Unleashing Diverse Thinking Modes in LLMs through Multi-Agent Collaboration
This addresses the need for more interpretable and robust reasoning in LLMs, though it is incremental as it builds on existing multi-agent and debate approaches.
The paper tackles the problem of LLMs lacking interpretable reasoning by introducing the Multi-Agent Collaboration Framework for Diverse Thinking Modes (DiMo), which simulates structured debates among specialized agents to improve accuracy and provide explicit reasoning chains, achieving the largest gains on math benchmarks.
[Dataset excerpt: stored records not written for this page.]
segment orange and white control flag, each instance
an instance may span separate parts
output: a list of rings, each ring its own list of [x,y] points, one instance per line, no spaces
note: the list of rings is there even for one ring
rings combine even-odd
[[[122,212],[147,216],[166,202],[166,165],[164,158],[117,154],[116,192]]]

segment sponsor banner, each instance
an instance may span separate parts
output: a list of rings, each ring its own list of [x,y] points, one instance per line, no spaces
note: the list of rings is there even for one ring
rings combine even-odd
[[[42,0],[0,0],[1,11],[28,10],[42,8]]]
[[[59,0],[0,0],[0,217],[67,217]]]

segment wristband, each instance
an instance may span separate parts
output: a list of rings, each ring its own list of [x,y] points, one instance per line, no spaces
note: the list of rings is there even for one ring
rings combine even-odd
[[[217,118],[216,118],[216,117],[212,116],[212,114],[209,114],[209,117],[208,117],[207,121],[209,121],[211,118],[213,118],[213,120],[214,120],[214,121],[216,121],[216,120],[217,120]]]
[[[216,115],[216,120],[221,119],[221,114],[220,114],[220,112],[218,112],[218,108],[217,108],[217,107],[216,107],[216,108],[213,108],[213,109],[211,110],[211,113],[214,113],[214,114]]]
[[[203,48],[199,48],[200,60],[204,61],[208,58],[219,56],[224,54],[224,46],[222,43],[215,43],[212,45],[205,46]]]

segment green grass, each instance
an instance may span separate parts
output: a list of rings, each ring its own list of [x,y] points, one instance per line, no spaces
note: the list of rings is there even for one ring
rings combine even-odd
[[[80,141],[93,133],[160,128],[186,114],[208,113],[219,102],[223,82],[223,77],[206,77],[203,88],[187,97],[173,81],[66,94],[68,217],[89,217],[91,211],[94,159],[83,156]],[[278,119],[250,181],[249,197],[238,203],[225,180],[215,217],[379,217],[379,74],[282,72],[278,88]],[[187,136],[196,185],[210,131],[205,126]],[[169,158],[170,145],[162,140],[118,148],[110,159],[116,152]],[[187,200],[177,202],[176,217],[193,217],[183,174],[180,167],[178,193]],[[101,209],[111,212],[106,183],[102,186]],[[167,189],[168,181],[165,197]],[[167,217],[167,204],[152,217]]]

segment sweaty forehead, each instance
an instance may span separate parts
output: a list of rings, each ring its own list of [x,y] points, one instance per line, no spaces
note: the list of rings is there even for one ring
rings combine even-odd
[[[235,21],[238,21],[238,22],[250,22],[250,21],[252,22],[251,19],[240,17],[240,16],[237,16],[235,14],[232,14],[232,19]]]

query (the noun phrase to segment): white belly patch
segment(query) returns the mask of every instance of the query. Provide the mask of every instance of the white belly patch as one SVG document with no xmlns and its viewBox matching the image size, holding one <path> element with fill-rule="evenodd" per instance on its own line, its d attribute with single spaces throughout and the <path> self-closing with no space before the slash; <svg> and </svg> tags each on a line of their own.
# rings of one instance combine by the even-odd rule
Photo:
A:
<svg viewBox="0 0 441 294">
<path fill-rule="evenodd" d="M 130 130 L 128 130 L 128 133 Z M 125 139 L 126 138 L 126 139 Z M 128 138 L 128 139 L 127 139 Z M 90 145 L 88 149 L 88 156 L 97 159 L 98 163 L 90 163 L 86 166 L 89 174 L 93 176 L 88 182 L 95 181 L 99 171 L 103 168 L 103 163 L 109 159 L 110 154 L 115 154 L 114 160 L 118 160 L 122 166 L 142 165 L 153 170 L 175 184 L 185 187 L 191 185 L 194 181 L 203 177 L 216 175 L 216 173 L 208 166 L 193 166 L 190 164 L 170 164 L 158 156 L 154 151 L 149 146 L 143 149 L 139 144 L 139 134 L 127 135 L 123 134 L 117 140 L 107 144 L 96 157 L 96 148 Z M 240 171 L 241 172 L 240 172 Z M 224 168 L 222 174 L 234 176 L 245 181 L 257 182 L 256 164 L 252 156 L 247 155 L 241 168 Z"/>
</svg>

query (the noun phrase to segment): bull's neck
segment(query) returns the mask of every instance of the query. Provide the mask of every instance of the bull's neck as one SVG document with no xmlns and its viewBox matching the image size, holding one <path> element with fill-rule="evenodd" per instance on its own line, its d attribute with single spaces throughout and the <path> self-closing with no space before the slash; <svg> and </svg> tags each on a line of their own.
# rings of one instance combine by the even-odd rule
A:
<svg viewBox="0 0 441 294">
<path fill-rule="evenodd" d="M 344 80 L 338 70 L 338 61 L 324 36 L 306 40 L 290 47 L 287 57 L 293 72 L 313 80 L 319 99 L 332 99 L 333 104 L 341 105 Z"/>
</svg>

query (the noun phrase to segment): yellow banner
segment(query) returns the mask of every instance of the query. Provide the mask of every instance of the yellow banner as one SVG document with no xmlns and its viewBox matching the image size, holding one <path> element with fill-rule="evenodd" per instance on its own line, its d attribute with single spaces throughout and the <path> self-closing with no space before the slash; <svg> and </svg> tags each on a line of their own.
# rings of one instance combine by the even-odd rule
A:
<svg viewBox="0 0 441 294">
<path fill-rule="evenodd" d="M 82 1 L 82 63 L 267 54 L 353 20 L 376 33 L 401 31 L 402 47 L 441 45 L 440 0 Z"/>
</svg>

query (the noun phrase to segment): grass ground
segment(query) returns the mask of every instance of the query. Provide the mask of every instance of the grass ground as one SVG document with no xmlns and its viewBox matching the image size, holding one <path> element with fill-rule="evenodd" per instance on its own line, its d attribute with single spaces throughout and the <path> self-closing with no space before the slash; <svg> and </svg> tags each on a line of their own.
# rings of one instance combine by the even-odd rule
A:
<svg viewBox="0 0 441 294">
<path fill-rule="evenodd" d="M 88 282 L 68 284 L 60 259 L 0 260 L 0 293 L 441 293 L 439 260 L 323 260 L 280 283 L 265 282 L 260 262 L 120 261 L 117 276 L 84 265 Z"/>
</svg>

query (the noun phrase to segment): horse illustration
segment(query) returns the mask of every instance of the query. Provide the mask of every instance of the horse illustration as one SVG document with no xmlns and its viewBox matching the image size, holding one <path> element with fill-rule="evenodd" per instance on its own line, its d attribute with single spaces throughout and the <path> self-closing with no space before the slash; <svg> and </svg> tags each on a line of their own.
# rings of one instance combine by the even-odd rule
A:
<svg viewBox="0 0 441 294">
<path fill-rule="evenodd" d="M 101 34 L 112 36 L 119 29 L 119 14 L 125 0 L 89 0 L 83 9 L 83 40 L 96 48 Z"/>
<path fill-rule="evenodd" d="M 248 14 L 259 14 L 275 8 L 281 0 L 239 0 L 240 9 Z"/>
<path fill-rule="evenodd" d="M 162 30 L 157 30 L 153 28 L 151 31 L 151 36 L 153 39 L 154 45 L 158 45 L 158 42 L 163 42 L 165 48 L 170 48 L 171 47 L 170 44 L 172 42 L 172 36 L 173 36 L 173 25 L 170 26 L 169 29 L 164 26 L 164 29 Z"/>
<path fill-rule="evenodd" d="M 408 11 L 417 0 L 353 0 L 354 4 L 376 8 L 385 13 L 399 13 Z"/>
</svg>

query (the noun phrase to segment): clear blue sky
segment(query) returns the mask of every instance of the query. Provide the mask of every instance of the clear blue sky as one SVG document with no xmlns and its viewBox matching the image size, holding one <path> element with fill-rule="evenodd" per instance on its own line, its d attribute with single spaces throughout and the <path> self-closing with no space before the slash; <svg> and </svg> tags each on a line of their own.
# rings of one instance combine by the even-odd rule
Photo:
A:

Large Language Models (LLMs) demonstrate strong performance but often lack interpretable reasoning. This paper introduces the Multi-Agent Collaboration Framework for Diverse Thinking Modes (DiMo), which enhances both performance and interpretability by simulating a structured debate among four specialized LLM agents. Each agent embodies a distinct reasoning paradigm, allowing the framework to collaboratively explore diverse cognitive approaches. Through iterative debate, agents challenge and refine initial responses, yielding more robust conclusions and an explicit, auditable reasoning chain. Across six benchmarks and under a unified open-source setup, DiMo improves accuracy over widely used single-model and debate baselines, with the largest gains on math. We position DiMo as a semantics-aware, Web-native multi-agent framework: it models human-machine intelligence with LLM agents that produce semantically typed, URL-annotated evidence chains for explanations and user-friendly interactions. Although our experiments use standard reasoning benchmarks, the framework is designed to be instantiated over Web corpora and knowledge graphs, combining retrieval-augmented reasoning with structured justifications that downstream systems can inspect and reuse.